Our Zoo whānau has said a fond haere rā to our beloved elderly male fur seal Kaiako, who had to be euthanased at the weekend due to deteriorating health.

A New Zealand taonga who taught us so much, 16-year-old Kaiako, whose Te Reo name means ‘teacher’, was given a second chance at life after being injured, then rescued from the wild in July 2006. Found at Muriwai beach with a severe injury to his left flipper/elbow joint – likely from a boat propeller - the then young fur seal came to Auckland Zoo and had an intensive but very successful nine-month journey being rehabilitated by the Zoo’s veterinary team and specialist seal keepers.  

This incredible journey enabled Kaiako to learn how to use his injured flipper, and he was able to be managed and cared for extremely well medically and behaviourally by his keepers and to enjoy a great quality of life. However, due to his elbow joint injury, Kaiako went on to develop chronic arthritis, and over time also eye issues, eventually becoming blind. In recent months, and especial over the past few week, he was monitored very closely. Despite every supportive treatment that could be given, Kaiako’s deterioration over the past week, meant that the kindest and only right thing to do, was to put him to sleep. His post-mortem examination also confirmed severe arthritis in his hips.

Auckland Zoo’s team leader of Elephants and Seals says Kaiako was a truly remarkable animal whose respect you really had to earn, and “the reward of a fish was not always enough!”

“Kaiako taught us so much through his rehabilitation. Getting him to eat dead fish and giving him physio to bring back a floppy flipper to one working how it should, were just some of the learnings. Later, he blew us away again, when his sight began to go, and we transitioned him from visual to verbal cues for his training – something that assisted in his care, and was challenging and stimulating,” says Andrew

“We shared Kaiako’s story with visitors at every encounter we did with our fur seals – many millions of people over his lifetime. He was a prime example of human-wildlife conflict, and a true ambassador for his wild counterparts.
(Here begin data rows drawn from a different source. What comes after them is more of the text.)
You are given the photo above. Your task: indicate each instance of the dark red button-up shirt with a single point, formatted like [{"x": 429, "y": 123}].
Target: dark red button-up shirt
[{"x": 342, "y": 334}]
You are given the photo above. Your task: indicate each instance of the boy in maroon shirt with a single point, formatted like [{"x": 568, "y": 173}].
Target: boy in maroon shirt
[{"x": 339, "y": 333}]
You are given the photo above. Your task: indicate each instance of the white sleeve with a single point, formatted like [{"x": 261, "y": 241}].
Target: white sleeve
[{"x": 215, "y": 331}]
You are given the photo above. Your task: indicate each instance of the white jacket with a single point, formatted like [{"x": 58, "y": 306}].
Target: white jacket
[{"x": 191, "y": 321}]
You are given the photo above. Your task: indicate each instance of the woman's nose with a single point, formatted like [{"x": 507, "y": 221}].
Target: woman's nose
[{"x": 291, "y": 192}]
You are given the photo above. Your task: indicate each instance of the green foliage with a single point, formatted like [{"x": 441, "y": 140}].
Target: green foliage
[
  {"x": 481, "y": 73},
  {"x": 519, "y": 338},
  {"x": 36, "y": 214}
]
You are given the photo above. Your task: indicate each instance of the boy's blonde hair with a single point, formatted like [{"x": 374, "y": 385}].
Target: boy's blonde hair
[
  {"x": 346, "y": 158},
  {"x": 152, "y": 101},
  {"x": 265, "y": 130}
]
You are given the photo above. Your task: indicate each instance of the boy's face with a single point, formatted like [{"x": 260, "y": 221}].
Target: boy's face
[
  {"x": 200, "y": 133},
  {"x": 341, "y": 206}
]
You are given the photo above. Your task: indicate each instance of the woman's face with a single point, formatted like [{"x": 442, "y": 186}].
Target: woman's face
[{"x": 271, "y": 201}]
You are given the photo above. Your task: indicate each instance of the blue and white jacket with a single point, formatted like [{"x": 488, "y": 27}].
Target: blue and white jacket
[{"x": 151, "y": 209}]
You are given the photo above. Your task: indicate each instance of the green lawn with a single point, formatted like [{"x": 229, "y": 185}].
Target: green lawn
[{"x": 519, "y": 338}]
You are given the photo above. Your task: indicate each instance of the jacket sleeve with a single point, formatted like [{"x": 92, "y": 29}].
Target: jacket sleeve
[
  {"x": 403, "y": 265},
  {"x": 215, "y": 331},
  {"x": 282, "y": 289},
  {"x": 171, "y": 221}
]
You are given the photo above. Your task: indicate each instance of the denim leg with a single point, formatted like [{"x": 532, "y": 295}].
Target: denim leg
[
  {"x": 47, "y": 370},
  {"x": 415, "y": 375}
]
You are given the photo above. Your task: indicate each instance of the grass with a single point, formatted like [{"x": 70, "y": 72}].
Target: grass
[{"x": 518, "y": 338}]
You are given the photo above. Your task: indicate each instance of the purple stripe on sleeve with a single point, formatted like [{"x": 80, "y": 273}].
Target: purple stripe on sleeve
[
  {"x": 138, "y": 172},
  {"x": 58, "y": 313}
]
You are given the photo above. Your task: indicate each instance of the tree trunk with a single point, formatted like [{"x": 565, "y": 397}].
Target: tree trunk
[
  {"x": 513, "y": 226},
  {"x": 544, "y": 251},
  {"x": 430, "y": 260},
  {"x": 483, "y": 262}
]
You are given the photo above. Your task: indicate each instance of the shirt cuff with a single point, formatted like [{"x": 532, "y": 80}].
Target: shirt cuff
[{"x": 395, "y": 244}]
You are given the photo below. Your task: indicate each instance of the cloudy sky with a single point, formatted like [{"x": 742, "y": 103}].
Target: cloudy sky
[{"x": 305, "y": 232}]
Like our Sub-Antarctic fur seal Orua continues to do, he wowed all of us and our visitors with his species’ phenomenal agility both underwater and on land - especially when he’d easily haul himself up onto the high rock stacks in our beach area.  As keepers, diving with tanks underwater to clean their pool, we saw just how adapted they are for their water environment, and we aren’t! Kaiako was an absolute pleasure to work with and care for, and we’re really going to miss him, but he leaves a great legacy.”


How we cared for our elderly fur seal Kaiako

As a geriatric animal, Kaiako recieved regular check ups from our vet team, who looked for any signs of deterioration in his vision or mobility after he developed a cataract in one of his eyes.

Helping kekeno (New Zealand fur seal)

Like our friends at the Department of Conservation (DOC), we advise that if you find a fur seal on a beach, it’s usually best to stay a good distance away and respect them. Sometimes, they just come up onto a beach to rest. But there are instances, where a fur seal may be sick or injured. If you think this may be the case, or if you observe anyone disturbing fur seals, please call the DOC emergency hotline – 800 DOC HOT (0800 362 468) and report it.